Stealth and recon don't mean the same thing, they don't require both to complete their mission. I think some things were left out of these assessments, like larger ships have better and far longer reaching scanning ability, now if your talking recon by sight, I do not think this is the best strategy for a fleet. Maybe smaller engagements for sure, but the larger fleet action I would not advise it, if the ship gets discovered there is a good chance it wont make it back to the fleet and you've lost your advantage anyways. What about the range of the EX, I mean I would personally want a larger ship that can make multiple jumps and extend the recon range, smaller recon ship limits the fleets response ten fold if he is discovered.

There is no way an EX is going to be able to accomplish a recon mission as well as a ship with 2 or 3 times the size scanning components, their range is higher, their scanners will give more detail and yet they should be able to stay out of range and perform recon missions.
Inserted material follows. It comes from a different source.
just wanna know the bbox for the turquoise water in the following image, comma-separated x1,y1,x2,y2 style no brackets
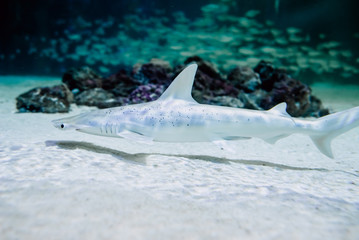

The only exception being that they themselves were discovered or located by the enemy fleets own recon ships which is the same possibility of an EX having being located, its a chance and risk every fleet and recon action takes.

Stealth to me has nothing to do with recon, yes you can combine the two that is fine but the recon mission does not require stealth to be effective and complete their missions. Now there may be special situations that your setup will do very well in, as for me I would stick with the tried and true standard recon, low signature, big radar and the best pilots you can find, these to me are the keys of good fleet recon tactics.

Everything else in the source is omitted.